Justice Jackson: “An Existential Threat to the Rule of Law.” In her own dissent, Justice Jackson elaborated on the broader issues raised by CASA: separation of powers, the duty to follow the law, and the nature of the rule of the law. Her most powerful point is that the majority’s decision creates a two-track (or zone) system of law. The plaintiffs who successfully challenged the birthright citizenship order inhabit one zone. The federal district courts’ rulings protect their rights.

However, those individuals subject to the executive order who have not yet sued inhabit a different zone, in which they are “left to the prerogatives of the Executive as to whether their constitutional rights will be respected.” While it is burdensome and may be costly for individuals to sue to enforce their constitutional rights, the risk of bearing those costs apparently must be borne by those who have not yet challenged the order in court. For Jackson, the result is the “degradation” of the rule of law.

Conclusion: Another Formalist Decision by the Supreme Court. Since 2020, the United States has experienced a worldwide pandemic and a violent attack on the Capitol after then-President Trump’s efforts to contest the election results. Now the nation is in the midst of a presidency committed to the most aggressive assertions of executive branch power in our history.

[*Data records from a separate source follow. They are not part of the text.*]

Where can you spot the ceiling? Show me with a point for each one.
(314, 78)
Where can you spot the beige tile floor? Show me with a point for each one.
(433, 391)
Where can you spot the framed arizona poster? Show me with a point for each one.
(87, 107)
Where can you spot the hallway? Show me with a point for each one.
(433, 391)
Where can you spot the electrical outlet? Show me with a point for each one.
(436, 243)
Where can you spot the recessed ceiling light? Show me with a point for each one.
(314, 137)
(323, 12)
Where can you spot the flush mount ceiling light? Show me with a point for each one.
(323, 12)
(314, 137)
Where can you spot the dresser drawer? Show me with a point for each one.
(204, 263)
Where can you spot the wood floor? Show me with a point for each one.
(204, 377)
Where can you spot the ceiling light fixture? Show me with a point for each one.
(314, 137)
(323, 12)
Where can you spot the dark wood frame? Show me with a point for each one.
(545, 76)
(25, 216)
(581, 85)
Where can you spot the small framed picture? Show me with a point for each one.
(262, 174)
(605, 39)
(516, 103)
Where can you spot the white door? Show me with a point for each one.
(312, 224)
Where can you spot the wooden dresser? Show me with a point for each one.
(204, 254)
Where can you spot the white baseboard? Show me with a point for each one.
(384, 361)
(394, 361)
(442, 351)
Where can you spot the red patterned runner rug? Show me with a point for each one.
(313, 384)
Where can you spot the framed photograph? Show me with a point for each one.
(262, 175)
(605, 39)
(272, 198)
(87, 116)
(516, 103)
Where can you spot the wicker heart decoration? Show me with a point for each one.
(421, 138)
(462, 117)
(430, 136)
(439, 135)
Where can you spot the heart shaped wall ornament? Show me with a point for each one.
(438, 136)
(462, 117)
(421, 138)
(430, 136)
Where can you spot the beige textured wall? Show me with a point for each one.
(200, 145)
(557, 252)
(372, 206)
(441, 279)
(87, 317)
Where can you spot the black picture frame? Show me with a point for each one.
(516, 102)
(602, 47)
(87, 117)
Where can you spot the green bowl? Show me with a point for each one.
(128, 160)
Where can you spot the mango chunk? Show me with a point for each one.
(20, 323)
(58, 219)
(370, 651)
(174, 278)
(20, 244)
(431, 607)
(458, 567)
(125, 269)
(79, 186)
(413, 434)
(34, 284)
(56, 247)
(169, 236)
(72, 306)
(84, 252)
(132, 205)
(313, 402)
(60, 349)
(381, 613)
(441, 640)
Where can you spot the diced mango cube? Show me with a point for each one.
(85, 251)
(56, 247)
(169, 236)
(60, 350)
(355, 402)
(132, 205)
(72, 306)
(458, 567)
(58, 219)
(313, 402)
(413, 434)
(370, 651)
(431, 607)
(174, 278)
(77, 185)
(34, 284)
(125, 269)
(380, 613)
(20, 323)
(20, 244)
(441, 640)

During the same period, the Supreme Court has limited the authority of expert agencies by adopting the major questions doctrine and overruling the doctrine of Chevron deference, expanded presidential immunity from prosecution, and restricted courts’ authority to check illegal policies and orders issued by the executive branch. In the abstract, the Court’s formalist approach in each of these cases provides a reasoned, albeit debatable, decision. In the context of the developments in which these decisions have been issued, however, the Court’s formalism appears to be nothing less than a willful refusal to engage with the consequences of its rulings—ones that pose critical challenges to our constitutional system of government.